Several years ago the Urban Institute told CHA that moving families wasn’t simply a construction issue; to succeed, residents needed services. Popkin said that steep learning curve for CHA has paid off after the housing agency implemented a strong resident service program in 2007.

Researchers say that vulnerable residents need intensive wraparound services to address mental health, low literacy and lack of job skills. The report suggests that residents who’ve received intensive case management have fared better. The services cost about $2,900 annually per household but can increase family stability and reduce depression. CHA families have grappled with the trauma of poverty: physical health problems, anxiety, high mortality rates.

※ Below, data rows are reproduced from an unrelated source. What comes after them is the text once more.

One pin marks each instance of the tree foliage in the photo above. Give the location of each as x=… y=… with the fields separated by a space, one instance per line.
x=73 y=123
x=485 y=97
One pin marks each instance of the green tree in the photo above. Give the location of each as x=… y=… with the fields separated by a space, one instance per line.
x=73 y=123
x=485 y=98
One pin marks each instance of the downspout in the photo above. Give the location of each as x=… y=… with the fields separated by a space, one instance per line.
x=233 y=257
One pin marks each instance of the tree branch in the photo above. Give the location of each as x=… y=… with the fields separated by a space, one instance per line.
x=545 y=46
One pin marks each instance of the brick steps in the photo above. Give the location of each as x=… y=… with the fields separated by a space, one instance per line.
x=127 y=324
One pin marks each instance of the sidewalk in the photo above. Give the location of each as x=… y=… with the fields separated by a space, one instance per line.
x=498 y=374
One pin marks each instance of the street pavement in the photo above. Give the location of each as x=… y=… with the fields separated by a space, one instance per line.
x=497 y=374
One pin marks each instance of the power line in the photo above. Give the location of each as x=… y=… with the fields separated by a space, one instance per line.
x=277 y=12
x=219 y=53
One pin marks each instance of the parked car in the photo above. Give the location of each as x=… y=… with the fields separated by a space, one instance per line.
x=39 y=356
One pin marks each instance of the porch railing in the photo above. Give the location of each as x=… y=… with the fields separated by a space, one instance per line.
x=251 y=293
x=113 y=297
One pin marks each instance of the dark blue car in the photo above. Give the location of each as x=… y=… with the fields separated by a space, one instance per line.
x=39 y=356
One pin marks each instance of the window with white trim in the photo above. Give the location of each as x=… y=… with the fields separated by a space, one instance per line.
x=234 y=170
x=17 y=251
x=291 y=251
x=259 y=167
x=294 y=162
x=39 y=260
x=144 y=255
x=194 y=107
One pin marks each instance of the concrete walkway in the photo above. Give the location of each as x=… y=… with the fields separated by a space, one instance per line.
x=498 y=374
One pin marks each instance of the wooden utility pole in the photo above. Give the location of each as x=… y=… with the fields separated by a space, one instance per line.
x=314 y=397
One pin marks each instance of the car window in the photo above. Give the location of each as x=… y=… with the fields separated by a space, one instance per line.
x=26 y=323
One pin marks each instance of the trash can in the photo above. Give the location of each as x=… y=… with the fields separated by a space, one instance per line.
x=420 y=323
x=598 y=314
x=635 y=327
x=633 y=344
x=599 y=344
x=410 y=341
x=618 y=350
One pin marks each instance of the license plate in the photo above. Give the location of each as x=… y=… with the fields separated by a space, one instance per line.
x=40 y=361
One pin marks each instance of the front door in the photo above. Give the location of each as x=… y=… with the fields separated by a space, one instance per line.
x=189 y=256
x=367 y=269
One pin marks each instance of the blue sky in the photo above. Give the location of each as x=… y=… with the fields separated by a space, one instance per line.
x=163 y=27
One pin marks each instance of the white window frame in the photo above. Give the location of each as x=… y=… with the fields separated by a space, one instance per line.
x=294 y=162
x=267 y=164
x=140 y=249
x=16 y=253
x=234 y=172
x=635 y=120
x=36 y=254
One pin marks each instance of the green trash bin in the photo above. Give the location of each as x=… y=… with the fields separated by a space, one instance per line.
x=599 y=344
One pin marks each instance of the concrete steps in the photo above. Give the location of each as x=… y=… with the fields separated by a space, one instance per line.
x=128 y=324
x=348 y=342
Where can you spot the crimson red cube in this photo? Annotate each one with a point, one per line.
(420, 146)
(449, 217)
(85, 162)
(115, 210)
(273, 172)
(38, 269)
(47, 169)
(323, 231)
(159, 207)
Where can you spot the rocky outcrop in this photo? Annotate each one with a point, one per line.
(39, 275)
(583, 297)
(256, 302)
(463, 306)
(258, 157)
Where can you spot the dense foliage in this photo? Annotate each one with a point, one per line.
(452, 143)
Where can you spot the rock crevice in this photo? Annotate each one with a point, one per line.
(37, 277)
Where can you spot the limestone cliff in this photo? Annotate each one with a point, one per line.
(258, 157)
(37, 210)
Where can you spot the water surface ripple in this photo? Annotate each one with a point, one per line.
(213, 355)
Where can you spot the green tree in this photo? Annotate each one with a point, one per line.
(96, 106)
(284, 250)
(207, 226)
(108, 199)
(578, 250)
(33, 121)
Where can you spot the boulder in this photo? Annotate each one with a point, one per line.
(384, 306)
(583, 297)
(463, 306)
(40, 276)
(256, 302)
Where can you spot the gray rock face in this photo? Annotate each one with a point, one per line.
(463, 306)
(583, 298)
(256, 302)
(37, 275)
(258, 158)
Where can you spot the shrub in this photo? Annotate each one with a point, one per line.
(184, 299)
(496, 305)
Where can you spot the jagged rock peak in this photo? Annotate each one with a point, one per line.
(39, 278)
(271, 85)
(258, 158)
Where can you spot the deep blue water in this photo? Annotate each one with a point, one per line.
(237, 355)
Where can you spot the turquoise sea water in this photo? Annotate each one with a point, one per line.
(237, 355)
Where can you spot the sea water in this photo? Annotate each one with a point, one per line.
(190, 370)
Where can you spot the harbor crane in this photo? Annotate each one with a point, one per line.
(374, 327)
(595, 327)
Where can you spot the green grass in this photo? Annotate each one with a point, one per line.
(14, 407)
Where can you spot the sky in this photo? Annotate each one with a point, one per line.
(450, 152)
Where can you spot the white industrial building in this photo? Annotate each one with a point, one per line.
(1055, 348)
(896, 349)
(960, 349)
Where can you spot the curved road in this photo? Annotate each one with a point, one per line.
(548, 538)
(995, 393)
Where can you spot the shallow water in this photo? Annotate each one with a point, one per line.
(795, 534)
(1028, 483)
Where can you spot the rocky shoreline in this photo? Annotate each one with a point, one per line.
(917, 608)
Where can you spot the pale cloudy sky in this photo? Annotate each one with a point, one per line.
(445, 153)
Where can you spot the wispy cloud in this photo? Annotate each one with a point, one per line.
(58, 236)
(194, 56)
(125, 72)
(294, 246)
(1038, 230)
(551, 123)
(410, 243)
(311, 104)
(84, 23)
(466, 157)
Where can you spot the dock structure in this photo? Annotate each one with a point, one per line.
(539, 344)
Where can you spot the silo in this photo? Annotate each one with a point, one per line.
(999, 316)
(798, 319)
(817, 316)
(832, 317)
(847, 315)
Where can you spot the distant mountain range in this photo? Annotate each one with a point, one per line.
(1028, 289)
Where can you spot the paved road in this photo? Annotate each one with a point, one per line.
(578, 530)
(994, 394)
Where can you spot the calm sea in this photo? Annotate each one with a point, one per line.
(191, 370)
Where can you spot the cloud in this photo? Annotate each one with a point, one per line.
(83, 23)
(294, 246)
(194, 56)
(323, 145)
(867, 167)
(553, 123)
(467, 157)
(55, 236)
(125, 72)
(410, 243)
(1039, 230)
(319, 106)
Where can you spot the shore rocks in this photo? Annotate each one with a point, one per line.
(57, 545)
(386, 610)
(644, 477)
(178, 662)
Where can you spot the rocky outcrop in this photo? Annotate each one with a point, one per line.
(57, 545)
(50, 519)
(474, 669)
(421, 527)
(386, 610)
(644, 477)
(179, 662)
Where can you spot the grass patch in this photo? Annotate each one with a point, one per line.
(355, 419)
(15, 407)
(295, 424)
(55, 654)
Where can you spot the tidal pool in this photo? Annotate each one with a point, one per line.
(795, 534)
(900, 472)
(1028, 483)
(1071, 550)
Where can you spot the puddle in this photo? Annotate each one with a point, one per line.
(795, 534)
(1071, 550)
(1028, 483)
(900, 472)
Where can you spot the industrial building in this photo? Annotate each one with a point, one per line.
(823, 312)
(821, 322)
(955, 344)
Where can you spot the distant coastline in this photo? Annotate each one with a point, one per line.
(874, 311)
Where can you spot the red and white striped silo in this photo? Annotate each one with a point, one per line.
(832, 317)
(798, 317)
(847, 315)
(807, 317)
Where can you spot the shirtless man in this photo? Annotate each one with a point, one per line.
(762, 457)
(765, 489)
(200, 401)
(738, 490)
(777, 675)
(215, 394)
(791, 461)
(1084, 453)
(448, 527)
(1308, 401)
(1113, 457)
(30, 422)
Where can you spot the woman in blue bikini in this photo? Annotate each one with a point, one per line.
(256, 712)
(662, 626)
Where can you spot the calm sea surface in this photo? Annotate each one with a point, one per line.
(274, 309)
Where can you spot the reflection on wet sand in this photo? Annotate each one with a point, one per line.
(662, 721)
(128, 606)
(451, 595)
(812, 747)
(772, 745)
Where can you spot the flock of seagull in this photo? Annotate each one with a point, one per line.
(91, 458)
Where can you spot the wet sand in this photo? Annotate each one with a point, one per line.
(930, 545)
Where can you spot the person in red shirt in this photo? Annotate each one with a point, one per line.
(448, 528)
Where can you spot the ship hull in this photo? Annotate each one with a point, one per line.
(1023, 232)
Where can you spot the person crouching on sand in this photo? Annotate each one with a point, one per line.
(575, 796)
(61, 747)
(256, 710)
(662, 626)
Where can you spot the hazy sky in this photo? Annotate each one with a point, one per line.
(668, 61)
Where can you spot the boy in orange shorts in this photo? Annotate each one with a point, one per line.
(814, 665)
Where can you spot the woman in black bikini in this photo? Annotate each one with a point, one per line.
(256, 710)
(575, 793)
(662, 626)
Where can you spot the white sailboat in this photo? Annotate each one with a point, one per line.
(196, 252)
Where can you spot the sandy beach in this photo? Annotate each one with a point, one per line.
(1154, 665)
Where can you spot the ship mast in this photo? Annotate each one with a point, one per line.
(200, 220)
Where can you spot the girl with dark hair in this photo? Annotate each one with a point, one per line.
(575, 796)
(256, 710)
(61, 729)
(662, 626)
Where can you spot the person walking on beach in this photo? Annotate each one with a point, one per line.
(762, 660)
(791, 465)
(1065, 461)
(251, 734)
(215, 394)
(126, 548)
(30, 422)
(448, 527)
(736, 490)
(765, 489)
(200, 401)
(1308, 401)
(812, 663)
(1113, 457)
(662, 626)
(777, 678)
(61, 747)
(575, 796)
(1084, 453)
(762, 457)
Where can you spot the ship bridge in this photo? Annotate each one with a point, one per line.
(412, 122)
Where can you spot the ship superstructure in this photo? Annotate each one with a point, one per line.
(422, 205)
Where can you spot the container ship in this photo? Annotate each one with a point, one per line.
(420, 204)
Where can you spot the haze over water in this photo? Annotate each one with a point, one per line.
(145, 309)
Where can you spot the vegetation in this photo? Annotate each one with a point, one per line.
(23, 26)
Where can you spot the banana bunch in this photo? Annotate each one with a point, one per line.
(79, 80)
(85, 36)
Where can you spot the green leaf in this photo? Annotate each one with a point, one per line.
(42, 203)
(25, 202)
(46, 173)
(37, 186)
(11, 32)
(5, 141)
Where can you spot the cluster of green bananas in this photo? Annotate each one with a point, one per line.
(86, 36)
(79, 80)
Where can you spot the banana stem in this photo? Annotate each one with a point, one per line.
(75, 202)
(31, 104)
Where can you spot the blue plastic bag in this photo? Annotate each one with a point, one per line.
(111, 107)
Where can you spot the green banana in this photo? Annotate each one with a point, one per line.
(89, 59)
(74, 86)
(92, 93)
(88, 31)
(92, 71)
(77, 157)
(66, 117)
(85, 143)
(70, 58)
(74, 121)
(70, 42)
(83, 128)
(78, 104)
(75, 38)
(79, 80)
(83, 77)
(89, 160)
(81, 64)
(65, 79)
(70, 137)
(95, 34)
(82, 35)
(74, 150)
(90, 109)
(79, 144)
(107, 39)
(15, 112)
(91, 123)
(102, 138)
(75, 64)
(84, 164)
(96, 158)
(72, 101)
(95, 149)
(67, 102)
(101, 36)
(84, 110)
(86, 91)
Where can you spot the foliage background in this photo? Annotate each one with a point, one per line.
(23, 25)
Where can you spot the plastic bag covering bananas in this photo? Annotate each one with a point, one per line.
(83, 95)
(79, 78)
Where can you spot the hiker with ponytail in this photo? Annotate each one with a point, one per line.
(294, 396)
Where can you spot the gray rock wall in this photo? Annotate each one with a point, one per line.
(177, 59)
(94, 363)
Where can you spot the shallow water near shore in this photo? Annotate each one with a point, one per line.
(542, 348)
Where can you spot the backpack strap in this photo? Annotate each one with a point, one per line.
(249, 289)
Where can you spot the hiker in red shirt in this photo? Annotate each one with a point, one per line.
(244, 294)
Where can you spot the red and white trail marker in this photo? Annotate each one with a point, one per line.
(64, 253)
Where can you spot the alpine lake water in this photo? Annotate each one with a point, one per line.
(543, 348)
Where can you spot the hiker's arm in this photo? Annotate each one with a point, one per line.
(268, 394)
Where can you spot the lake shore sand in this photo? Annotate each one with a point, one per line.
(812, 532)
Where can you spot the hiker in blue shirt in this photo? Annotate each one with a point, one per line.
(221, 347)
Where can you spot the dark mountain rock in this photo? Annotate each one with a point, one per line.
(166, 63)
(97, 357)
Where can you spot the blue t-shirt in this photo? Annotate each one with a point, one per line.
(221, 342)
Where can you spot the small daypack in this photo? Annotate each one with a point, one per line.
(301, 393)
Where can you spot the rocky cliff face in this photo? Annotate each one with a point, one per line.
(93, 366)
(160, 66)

But Popkin said it’s not all a pretty picture. Emphasis on adults has meant that improvements have not always trickled down to children. Relocation has been especially hard on them and causes disruption in school and socially.

“I worry a lot about the kids,” Popkin said. “The services that helped the adults do better don’t seem to have helped the kids. It’s an urgent issue. These are kids who have grown up in families who’ve lived in chronic disadvantage for generations and it’s going to take more than just moving to slightly safer places to help get them on a better trajectory.”

Some young people have struggled academically and have had a tough time adapting to new neighborhoods where they are perceived as outsiders. And they continue to live amid violence. The Urban Institute is currently working on CHA incorporating a dual generation approach at Altgeld Gardens, a public housing development on the southern edge of the city.

You can read the reports for yourself on The Urban Institute website here. It looks like the full story of relocated public housing residents is more complicated than this news story suggests. While there has been good movement on several factors, including more psychological factors like feelings of safety and fighting depression (which is what Popkin and several other authors also report in the very interesting 2010 book Moving to Opportunity: The Story of an American Experiment to Fight Ghetto Poverty), we don’t yet know the long-term effects of relocation. For example, the abstract for Brief 2 suggests:

Those who got intensive case management and supportive services through the Chicago Family Case Management Demonstration have significantly lower rates of depression, better physical health, and higher rates of employment. However, even with these gains, many adults struggle with extremely high rates of debilitating chronic illnesses that prevent them from finding full-time employment and many children still grapple with the fallout from growing up with chronic violence.

Relocation is not a quick fix when there are deeper issues involved including residential segregation, discrimination, poverty, and acquiring social and human capital. As Brief 1 notes, relocated residents would benefit from ongoing services…but this requires ongoing funding.